COOTE, Eyre (1726-83), of West Park, nr. Rockbourn, Hants.

Published in The History of Parliament: the House of Commons 1754-1790, ed. L. Namier, J. Brooke., 1964
Available from Boydell and Brewer



1768 - 1774
1774 - 1780

Family and Education

b. 1726, 4th s. of Rev. Chidley Coote of Ash Hill, co. Limerick by Jane, da. of George Evans of Bulgaden Hall, co. Limerick. m. 6 July 1763, a da. of Charles Hutchinson, gov. of St. Helena, s.p.  K.B. 28 June 1770.

Offices Held

Went out to India 1754; capt. 39 Ft. 1755; lt.-col. 84 Ft. 1759; col. 1765; col. 27 Ft. 1771-3; col. 37 Ft. 1773- d.; maj.-gen. 1775; lt.-gen. 1777; c.-in-c.

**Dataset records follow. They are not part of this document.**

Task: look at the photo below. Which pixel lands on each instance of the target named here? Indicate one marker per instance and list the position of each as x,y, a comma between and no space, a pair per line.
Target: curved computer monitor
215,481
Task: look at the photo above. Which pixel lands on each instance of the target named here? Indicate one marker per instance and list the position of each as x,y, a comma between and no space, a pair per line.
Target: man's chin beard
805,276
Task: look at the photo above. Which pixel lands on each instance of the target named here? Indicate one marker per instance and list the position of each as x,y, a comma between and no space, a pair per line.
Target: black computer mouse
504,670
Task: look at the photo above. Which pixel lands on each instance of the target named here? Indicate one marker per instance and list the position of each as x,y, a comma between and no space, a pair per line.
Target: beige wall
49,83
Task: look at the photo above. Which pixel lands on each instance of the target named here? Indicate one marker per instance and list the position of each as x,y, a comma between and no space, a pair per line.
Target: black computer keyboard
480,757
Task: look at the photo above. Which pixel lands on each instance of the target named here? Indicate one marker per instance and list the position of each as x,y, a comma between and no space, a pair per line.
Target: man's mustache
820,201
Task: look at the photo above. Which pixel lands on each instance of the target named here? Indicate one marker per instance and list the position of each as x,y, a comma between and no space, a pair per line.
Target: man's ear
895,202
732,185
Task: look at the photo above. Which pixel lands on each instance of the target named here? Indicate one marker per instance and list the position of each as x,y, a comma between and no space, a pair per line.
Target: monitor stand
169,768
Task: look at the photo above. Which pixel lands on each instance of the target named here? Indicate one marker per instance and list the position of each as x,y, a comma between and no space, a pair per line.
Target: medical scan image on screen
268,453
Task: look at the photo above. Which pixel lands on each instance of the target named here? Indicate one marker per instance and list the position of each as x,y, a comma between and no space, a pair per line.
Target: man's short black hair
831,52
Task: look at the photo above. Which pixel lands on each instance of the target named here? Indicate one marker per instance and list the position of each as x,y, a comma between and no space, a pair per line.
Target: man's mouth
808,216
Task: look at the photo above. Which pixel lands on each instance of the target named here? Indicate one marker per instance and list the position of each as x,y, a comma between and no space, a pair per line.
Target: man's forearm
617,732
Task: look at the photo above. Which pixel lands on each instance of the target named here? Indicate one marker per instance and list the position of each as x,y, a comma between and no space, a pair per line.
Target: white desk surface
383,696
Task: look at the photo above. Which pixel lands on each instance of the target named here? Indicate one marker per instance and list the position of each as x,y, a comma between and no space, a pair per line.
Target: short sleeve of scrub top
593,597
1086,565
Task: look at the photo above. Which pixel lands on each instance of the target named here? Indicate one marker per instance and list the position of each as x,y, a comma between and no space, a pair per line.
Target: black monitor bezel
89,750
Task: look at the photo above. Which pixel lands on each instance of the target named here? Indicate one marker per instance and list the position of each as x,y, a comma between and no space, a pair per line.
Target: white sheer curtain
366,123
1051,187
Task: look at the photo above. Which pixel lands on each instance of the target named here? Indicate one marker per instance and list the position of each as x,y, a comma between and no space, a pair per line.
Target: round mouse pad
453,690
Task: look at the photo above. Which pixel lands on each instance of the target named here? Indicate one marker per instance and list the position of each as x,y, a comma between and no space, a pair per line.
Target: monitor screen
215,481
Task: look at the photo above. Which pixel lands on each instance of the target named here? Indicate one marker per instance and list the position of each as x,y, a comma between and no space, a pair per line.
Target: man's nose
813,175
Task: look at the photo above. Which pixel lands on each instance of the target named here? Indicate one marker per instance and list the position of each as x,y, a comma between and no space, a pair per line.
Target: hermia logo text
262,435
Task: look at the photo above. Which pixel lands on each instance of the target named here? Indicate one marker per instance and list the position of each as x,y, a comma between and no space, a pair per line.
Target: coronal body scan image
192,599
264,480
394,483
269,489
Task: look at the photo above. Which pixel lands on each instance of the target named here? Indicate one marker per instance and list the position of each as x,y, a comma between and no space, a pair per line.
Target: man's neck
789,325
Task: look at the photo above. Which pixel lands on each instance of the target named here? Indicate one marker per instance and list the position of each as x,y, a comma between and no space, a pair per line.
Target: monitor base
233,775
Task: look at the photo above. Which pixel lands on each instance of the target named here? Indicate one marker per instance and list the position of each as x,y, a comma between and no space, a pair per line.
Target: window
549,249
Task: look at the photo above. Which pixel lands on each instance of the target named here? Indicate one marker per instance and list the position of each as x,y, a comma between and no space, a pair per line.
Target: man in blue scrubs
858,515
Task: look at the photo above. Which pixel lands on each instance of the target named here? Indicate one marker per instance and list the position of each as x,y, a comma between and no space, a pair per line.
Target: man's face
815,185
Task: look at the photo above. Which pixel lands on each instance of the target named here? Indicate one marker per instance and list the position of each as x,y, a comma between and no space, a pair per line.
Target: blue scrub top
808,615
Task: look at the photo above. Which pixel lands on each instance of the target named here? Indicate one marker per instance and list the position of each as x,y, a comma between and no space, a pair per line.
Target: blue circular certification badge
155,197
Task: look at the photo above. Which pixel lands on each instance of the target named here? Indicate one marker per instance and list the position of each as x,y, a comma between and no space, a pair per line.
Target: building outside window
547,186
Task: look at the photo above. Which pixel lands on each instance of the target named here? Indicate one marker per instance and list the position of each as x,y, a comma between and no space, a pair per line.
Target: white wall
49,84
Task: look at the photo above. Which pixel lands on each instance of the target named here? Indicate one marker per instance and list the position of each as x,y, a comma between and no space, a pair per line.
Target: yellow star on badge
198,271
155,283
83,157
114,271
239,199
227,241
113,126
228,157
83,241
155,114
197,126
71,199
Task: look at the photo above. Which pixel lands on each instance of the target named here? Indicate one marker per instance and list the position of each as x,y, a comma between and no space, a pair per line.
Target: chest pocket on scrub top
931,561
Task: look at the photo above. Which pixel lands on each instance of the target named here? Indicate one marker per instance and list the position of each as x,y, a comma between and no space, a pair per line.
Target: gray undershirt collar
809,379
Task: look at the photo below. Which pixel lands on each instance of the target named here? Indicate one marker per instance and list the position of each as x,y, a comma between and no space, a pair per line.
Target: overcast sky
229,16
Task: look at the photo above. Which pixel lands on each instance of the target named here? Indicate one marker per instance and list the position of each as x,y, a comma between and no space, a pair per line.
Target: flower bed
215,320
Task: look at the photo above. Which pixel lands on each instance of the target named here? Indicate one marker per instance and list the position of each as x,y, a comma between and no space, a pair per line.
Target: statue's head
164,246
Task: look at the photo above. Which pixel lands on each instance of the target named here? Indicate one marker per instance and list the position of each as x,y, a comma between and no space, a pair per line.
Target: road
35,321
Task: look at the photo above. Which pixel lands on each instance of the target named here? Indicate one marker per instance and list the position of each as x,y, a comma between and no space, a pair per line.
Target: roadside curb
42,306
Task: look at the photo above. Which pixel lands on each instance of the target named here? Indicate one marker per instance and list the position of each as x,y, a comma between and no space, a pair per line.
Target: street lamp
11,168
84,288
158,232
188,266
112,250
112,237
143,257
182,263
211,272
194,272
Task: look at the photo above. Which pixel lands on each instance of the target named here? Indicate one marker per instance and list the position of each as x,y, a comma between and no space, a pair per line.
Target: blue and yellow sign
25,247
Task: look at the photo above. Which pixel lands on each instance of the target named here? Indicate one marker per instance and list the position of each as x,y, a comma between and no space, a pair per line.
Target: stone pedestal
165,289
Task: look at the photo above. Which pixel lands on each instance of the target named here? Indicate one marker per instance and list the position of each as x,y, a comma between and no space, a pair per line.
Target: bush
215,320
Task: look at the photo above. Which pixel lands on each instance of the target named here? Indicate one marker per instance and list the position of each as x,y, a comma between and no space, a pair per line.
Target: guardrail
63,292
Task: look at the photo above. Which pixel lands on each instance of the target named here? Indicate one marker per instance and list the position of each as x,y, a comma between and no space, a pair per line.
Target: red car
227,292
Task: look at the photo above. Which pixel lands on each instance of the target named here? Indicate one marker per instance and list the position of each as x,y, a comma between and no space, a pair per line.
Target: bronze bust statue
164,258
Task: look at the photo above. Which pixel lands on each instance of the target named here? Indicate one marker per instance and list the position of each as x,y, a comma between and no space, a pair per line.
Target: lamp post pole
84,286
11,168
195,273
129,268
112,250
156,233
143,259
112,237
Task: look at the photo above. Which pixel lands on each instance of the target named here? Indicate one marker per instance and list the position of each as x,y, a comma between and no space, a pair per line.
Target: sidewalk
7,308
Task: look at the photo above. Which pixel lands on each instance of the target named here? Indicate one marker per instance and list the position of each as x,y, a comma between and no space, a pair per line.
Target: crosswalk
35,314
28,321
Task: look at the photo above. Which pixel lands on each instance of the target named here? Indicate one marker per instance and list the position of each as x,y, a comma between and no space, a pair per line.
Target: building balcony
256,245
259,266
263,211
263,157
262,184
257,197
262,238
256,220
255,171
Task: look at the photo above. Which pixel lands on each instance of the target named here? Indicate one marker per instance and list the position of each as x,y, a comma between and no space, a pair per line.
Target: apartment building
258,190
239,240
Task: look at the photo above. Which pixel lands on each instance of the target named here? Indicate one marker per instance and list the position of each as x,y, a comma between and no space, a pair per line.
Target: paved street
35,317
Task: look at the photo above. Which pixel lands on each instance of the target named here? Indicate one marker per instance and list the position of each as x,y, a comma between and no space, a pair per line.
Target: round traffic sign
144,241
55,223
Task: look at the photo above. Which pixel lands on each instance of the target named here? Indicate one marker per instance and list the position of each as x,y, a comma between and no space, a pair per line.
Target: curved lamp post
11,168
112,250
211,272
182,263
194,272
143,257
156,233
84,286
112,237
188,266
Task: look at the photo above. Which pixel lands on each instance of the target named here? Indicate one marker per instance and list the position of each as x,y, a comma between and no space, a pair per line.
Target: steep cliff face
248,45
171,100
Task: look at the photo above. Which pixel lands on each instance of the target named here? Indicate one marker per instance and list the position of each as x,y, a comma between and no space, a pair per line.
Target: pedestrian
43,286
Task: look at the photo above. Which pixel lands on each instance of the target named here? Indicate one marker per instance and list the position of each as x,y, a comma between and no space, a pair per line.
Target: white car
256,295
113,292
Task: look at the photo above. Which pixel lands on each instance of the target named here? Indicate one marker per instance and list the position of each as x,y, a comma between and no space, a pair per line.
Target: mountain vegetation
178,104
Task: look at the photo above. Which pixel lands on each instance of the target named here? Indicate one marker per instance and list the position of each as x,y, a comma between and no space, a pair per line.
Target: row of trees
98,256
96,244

Madras 1769-70, Bengal 1777- d.


In 1762 Coote, after having served under Clive at Plassey and gained a considerable reputation by his own victories at Wandewash and Pondicherry, returned to England and bought the estate of West Park in Hampshire. Before the general election of 1768 he was encouraged by his friend Welbore Ellis 1 to stand at Aylesbury, but finding that he was to be opposed by John Durand, who was ‘determined to get into the House at any rate provided money can effect it’, withdrew before an open declaration of his candidature was made.2 Finally he successfully contested the expensive borough of Leicester jointly with Booth Grey, whose father Lord Stamford had an interest in that borough but was anxious to find a wealthy candidate to share the expenses. In November 1767 Lord Stamford’s agent had approached Clive3 about recommending one of his friends; whether Coote was his nominee is not certain.

No vote of Coote’s appears in the year he had in Parliament before his departure to take up the appointment as commander-in-chief in Madras. Back in England again in 1771, he was classed in Robinson’s surveys of March 1772 on the royal marriage bill as ‘pro, present’, but no vote of his was reported before 26 Apr. 1773 when he voted with Administration on the Middlesex election; his only other recorded vote was with Administration on Grenville’s Election Act, 25 Feb. 1774. His only reported speech in the House was on 30 Mar. 1772 on a motion for an East India bill, when he declared that ‘three times the number of troops now in India might be paid with the same money, but that the contractors and the canaille spent all the money’.4

In 1774 Coote successfully contested Poole. No vote or speech of his is reported before he left England to take up his post in Bengal. He did not stand again in 1780.  He died at Madras on 26 Apr. 1783.

Ref Volumes: 1754-1790

Author: Mary M. Drummond


  • 1. Ld. Harcourt to Sir Wm. Lee, n.d. [prob. Dec. 1767], Lee pprs. Bucks. RO.
  • 2. Coote to Lee, 23 Feb. 1768, ibid.
  • 3. Geo. Clive to Lord Clive, 24 Nov. 1767, Clive mss.
  • 4. Rob. Palk to W. M. Goodlad, 7 Apr. 1772, HMC Palk.